Ein anderes Beispiel: BOB hat als energieeffizientestes Bürogebäude Deutschlands eine sehr kleine Technik mit sehr geringem Energieverbrauch. Damit das so richtig funktioniert, benötigen wir die Unterstützung von allen Menschen, die in unseren Büros arbeiten. So ist es z.B. in einem BOB nicht möglich, ganzjährig nur mit einem T-Shirt bekleidet zu arbeiten. Die Temperaturen, die man dafür benötigt, wären viel zu energiefressend und wahrscheinlich wäre das auch vielen anderen deutlich zu warm.  Auf wechselnde Temperaturen gerade in den Übergangszeiten kann man gut mit Kleidung reagieren und damit auch Öko-Bewusstsein zeigen. Nach dem Zwiebelprinzip kommt daher mal mehr und mal weniger Kleidung ins Spiel. Auch hier macht Ihnen BOB.i Vorschläge. Denn durch die BOB-Wettervorhersagesteuerung kennen wir die Außentemperaturen Ihres Arbeitstages von morgen schon heute. Ob Sie im Hochsommer nun am nächsten Tag doch den Pelzmantel benötigen, erfahren Sie spätestens von BOB.i.

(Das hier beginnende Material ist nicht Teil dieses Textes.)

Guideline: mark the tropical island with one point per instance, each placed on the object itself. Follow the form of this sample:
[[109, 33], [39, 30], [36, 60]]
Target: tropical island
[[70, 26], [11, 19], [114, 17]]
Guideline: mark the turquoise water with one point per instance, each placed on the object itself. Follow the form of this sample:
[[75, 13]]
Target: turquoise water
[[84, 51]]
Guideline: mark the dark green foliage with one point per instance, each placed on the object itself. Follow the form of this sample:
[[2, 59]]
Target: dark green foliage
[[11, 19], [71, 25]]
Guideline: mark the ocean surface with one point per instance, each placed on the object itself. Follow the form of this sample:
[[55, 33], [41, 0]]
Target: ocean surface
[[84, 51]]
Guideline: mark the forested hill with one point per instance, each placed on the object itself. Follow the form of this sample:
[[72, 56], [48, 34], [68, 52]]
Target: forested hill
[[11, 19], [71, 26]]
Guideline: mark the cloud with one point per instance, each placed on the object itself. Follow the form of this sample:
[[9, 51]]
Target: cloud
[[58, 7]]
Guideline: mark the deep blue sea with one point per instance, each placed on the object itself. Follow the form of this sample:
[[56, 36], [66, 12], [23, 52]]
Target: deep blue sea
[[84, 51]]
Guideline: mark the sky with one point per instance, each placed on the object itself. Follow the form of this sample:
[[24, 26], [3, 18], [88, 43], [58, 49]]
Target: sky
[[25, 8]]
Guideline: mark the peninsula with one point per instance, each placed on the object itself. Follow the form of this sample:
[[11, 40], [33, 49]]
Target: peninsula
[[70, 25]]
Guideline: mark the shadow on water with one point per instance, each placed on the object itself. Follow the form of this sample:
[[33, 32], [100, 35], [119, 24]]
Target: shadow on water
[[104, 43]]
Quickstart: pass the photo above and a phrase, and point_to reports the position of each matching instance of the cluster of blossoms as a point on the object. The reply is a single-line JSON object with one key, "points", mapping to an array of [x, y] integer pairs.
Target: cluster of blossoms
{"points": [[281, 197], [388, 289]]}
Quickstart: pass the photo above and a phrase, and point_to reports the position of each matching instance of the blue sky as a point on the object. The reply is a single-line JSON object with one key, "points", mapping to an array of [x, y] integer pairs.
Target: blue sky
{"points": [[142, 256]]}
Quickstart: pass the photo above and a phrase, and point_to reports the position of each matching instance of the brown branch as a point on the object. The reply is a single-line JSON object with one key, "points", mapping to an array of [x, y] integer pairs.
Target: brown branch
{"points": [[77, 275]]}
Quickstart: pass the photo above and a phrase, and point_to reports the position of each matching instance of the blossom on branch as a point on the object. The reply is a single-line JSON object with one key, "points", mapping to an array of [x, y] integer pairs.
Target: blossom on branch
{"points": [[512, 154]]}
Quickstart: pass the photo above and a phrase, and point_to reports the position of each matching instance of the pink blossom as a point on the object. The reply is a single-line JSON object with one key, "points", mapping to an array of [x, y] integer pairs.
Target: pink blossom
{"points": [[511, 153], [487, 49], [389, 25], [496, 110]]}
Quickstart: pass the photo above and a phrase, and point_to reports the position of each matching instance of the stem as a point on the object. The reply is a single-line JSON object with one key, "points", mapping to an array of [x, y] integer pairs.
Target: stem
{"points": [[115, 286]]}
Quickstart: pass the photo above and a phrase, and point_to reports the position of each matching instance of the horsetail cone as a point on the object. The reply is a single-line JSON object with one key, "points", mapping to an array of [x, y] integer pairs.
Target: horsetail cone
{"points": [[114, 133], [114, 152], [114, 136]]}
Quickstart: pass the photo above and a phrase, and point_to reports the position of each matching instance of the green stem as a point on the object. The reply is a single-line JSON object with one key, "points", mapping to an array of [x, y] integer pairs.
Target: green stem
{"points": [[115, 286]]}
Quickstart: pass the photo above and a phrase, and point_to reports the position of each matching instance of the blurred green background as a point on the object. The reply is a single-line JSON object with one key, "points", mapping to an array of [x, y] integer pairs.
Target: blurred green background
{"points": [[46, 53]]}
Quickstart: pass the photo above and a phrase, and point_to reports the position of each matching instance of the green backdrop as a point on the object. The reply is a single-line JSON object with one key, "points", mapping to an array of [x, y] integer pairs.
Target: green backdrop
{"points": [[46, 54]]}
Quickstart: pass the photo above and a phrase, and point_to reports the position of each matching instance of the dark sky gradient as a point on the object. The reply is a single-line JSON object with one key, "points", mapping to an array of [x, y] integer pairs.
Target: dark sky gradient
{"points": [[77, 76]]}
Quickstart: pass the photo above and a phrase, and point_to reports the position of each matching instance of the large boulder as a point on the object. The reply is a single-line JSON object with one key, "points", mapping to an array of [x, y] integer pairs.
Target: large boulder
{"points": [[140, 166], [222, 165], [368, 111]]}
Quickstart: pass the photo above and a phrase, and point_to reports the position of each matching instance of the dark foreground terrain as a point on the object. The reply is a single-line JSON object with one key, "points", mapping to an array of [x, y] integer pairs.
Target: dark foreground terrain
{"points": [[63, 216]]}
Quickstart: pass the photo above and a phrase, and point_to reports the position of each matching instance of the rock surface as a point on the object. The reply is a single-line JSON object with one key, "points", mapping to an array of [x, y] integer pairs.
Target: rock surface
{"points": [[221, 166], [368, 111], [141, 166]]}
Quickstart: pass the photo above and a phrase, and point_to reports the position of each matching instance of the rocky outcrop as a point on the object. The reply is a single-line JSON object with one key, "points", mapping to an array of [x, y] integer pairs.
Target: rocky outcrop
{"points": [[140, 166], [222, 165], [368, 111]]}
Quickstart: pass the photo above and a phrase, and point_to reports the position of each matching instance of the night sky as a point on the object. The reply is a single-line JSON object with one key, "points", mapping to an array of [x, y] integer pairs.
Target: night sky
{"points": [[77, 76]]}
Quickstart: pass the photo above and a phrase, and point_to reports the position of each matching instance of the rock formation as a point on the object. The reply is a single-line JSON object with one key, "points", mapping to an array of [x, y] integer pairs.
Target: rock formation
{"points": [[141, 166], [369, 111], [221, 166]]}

Beratung statt Bevormundung

Wir sind alle erwachsen und lassen uns nicht gern bevormunden. Stark automatisierte Systeme in Gebäuden tun dies leider nicht selten. Das führt dazu, dass sich die Menschen irgendwann als Störfaktoren in Gebäuden empfinden und von den eigentlich ja mit guter Absicht eingebauten Funktionen nur genervt sind. Auch BOB ist ein System, das gestört werden kann. Aber wir überlassen es den Menschen, darüber zu entscheiden, was sie tun möchten. So ärgert ein offenes Fenster bei minus 20 Grad Außentemperatur durchaus das System, aber es ärgert nach kurzer Zeit noch mehr den Nutzer, dem irgendwann zu kalt ist. Der will das Fenster dann freiwillig wieder schließen. Die Datensensitive Empfehlung von BOB.i wäre an diesem Tag eindeutig: Lass heute lieber das Fenster zu, denn es ist kalter Winter. Klingt vernünftig, oder?

 

Volker Zappe, Leiter Unternehmenskommunikation der BOB AG

Über den Autor Volker Zappe

Wie können wir Umwelt und Technik so miteinander in Einklang bringen, dass auch künftige Generationen nachhaltig und zufrieden leben können? Und wie gestalten die heute agierenden Menschen ihre Verantwortung für dieses Ziel. Diese Fragen begleiten Volker Zappe bereits seit mehr als drei Jahrzehnten. Zunächst arbeitete er als Ingenieur im Bereich Umwelt- und Landschaftsplanung, danach als Kommunikator und Autor in unterschiedlichen Bereichen. Seit acht Jahren wirkt er daran mit, die wunderbare Idee des Balanced Office Buildings und die damit verbundenen Themen einer breiten Öffentlichkeit bekannt zu machen. Er schreibt hier über Nachhaltigkeit und Klimaschutz, neue Arbeitswelten und New Work, über Technikfragen und Wirtschaftlichkeit.